Juste avant, il y avait La Bijou­te­rie, et main­te­nant voilà que l’adresse, courue, notoire, se trans­forme en Morfal. On pour­rait imagi­ner que la poli­tique des petits plats à voca­tion gastro­no­mique s’est trans­for­mée en banquet d’As­té­rix. Une côte de bœuf par assiette et une pelle­teuse en guise de four­chet­te… Il n’en n’est rien. Le concept de goin­fri­tude n’est pas dans l’as­siette, mais dans la volonté du chef, trau­ma­tisé par le confi­ne­ment, de saisir la vie et ses envies de cuisine à pleines dents. D’ailleurs, ce sont les mêmes person­nages qui jouent une nouvelle pièce. Le chef Arnaud Laver­din s’est mis en retrait, pour lais­ser la place de capi­taine à Steven Thie­baut-Pelle­grino, son second, désor­mais asso­cié. De fait, il n’ y a pas de chan­ge­ment radi­cal de style, on est toujours en cabine dans la super­struc­ture, bien au dessus de la ligne de flot­tai­son. En revanche, les tarifs ont fondu comme des glaçons en terrasse. La carte se présente comme une liste de petits plats de 3 à 9 euros, du concombre tsuke­mono au lieu noir glaçage gochujang. « Au secours, reviens Cham­pol­lion », vous excla­mez-vous.

Steven Thie­baut-Pelle­grino au travail. (photos Susie Waroude)

Influences asia­tiques

Les problèmes séman­tiques tiennent aux nombreuses influences asia­tiques qui irriguent la liste d’une dizaine de plats, qu’il serait réduc­teur et déva­lo­ri­sant de quali­fier de tapas. Même s’il y a un ajo blanco (soupe espa­gnole liquide à l’ail et aux amandes) rebooté en crème à la noix de cajou et recou­vert de fines tranches de cour­gettes.. On est ailleurs. Amina, au service volée, ou même le chef pirate Steven (tatouages, barbe et bandana) vous expliquent tout . Tsuke­mono est une tech­nique japo­naise de macé­ra­tion ; gochujang est un condi­ment coréen à base de piments rouges.

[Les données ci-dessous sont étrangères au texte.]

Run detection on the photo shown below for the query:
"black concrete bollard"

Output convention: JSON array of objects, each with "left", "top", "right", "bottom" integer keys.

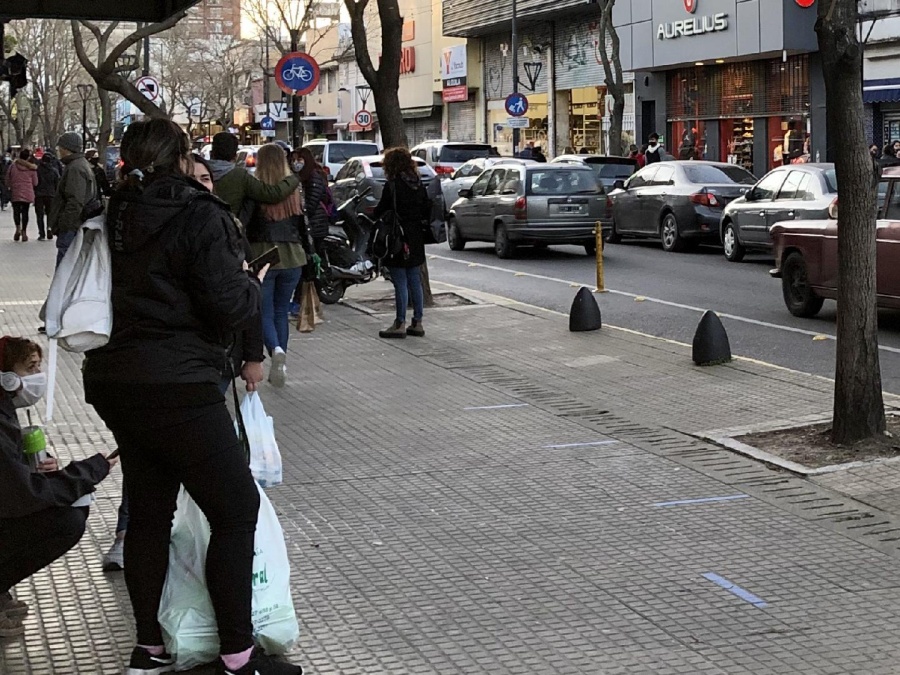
[
  {"left": 569, "top": 286, "right": 603, "bottom": 333},
  {"left": 692, "top": 310, "right": 731, "bottom": 366}
]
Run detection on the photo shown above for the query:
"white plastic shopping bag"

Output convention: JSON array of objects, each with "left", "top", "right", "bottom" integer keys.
[
  {"left": 159, "top": 487, "right": 300, "bottom": 670},
  {"left": 241, "top": 391, "right": 282, "bottom": 488}
]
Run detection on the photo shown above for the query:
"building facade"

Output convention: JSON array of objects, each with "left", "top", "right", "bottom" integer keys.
[{"left": 614, "top": 0, "right": 828, "bottom": 175}]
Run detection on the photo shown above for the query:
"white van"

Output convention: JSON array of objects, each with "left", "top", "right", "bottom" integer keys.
[{"left": 303, "top": 140, "right": 381, "bottom": 180}]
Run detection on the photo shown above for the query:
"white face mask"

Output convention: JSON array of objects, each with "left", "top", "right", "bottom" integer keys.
[{"left": 0, "top": 373, "right": 47, "bottom": 408}]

Les pots de pickles, légumes en fermen­ta­tion (nouvelle expé­ri­men­ta­tion, le melon), bocaux mysté­rieux, dorment sur les range­ments au dessus de la cuisine ouverte, évoquant un écha­fau­dage. Le message est simple : « work in progress ». « La cuisine c’est plus que des recettes » disait Alain Chapel. C’est aussi une expé­rience, des idées qui pulsent et des rencontres. Ainsi ces cœurs de canard au barbe­cue tein­tés de yuzu, cette tête de veau en fines lamelles grillées sur pain au levain percu­tée de sauce chimi­churri. A un moment, Steven, semble avoir décidé de souder des tuyaux dans sa cuisine. En fait, il passe des asperges vertes au chalu­meau. Le petit goût fumé d’après incen­die se marie avec une sauce gribiche condi­men­tée de prune japo­naise macé­rée au sel. En fait, ça ne se raconte pas. Il est plus simple d’y aller.

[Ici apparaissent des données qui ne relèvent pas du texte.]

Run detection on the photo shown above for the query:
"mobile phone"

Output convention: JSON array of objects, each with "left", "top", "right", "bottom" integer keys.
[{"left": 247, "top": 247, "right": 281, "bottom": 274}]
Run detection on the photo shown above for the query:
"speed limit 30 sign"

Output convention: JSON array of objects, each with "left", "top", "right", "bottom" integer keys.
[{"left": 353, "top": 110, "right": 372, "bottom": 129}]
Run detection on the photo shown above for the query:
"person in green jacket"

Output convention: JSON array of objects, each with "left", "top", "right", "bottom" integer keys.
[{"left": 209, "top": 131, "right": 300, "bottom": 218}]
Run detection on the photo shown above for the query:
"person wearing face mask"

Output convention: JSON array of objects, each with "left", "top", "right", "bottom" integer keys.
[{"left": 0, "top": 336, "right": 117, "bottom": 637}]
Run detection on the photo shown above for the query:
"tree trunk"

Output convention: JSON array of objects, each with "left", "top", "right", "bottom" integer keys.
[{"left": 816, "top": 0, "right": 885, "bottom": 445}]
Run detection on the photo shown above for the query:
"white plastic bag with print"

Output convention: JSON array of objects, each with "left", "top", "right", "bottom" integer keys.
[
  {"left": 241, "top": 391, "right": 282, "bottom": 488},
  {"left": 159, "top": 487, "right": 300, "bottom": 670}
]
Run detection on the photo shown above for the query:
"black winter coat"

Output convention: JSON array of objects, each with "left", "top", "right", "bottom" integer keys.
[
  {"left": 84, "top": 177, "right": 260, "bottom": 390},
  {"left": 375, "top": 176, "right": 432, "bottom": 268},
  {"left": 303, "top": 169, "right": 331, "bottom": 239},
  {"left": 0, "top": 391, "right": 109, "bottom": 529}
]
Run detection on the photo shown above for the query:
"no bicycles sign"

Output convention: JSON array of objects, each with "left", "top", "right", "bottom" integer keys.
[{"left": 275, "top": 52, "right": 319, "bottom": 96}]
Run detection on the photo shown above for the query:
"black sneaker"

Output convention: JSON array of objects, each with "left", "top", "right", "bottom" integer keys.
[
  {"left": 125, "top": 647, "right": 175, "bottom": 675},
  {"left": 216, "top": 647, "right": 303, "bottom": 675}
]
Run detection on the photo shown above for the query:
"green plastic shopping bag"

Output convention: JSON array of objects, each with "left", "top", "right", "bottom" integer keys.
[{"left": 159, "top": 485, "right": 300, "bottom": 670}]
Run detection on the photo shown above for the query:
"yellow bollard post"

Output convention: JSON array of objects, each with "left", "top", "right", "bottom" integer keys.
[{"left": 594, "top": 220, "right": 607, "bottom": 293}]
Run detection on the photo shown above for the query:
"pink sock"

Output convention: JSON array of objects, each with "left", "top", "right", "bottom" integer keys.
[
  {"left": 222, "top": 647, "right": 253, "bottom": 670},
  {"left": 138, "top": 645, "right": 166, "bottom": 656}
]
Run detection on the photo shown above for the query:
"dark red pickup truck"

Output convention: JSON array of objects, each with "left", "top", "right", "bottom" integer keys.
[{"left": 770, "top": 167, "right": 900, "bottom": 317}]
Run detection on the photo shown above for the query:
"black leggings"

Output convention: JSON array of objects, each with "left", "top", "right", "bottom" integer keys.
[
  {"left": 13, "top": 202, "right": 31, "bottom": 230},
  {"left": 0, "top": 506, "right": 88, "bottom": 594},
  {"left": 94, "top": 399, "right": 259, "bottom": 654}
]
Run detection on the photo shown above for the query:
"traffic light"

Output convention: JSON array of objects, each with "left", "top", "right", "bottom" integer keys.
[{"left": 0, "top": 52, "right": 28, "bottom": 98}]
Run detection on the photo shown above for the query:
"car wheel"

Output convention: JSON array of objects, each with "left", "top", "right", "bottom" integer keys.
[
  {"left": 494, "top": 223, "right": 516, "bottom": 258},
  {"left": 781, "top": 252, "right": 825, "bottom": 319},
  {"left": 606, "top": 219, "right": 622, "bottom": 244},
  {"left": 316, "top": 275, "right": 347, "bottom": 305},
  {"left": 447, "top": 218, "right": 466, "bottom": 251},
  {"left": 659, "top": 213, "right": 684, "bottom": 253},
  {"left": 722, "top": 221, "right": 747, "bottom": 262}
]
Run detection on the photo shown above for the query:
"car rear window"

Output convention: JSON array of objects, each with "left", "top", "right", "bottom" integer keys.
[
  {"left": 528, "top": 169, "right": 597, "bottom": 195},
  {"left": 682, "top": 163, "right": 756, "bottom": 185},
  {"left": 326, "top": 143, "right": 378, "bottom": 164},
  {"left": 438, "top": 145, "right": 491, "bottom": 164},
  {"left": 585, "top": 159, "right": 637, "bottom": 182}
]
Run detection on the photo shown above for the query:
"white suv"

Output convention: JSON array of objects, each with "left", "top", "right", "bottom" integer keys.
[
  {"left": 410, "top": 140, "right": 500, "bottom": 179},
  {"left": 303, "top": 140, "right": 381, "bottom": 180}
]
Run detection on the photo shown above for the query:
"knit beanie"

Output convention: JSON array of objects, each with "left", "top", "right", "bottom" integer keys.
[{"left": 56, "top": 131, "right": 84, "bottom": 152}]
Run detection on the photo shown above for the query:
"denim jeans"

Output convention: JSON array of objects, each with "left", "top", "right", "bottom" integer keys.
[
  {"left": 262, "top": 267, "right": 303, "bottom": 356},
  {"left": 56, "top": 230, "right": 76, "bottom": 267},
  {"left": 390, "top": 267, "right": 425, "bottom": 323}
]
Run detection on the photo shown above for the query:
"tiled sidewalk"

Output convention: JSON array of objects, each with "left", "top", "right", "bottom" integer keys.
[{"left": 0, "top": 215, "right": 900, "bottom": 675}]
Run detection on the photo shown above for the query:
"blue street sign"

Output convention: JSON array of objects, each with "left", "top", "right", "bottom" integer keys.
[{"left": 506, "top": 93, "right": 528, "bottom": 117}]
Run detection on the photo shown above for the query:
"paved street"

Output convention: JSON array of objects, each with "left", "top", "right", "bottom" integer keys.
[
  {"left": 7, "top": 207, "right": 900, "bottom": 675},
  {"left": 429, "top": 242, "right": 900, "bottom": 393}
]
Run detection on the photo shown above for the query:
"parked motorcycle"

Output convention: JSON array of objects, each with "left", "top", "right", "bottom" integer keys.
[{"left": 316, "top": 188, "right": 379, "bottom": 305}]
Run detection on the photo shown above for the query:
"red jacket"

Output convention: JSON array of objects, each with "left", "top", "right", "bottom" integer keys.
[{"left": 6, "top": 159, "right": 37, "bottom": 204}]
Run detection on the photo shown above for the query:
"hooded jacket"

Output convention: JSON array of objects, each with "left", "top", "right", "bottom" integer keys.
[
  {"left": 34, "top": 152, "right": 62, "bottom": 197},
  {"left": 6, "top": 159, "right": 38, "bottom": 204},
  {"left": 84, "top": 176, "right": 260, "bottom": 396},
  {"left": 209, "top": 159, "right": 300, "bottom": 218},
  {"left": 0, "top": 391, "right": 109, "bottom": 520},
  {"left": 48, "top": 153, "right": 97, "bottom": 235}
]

Morfal. 16 rue Hippo­lyte-Flan­drin, Lyon 1er. 04 78 08 14 03. Ouvert du lundi au samedi le soir et samedi et dimanche à midi. A la carte : comp­ter entre 25 et 35 euros. Verre de vin d’Al­sace atypique, sec excellent, La Grange de l’oncle Charles (13 cépa­ges… des idées de poire et de pomme, du raisin bien sur) : 6 euros.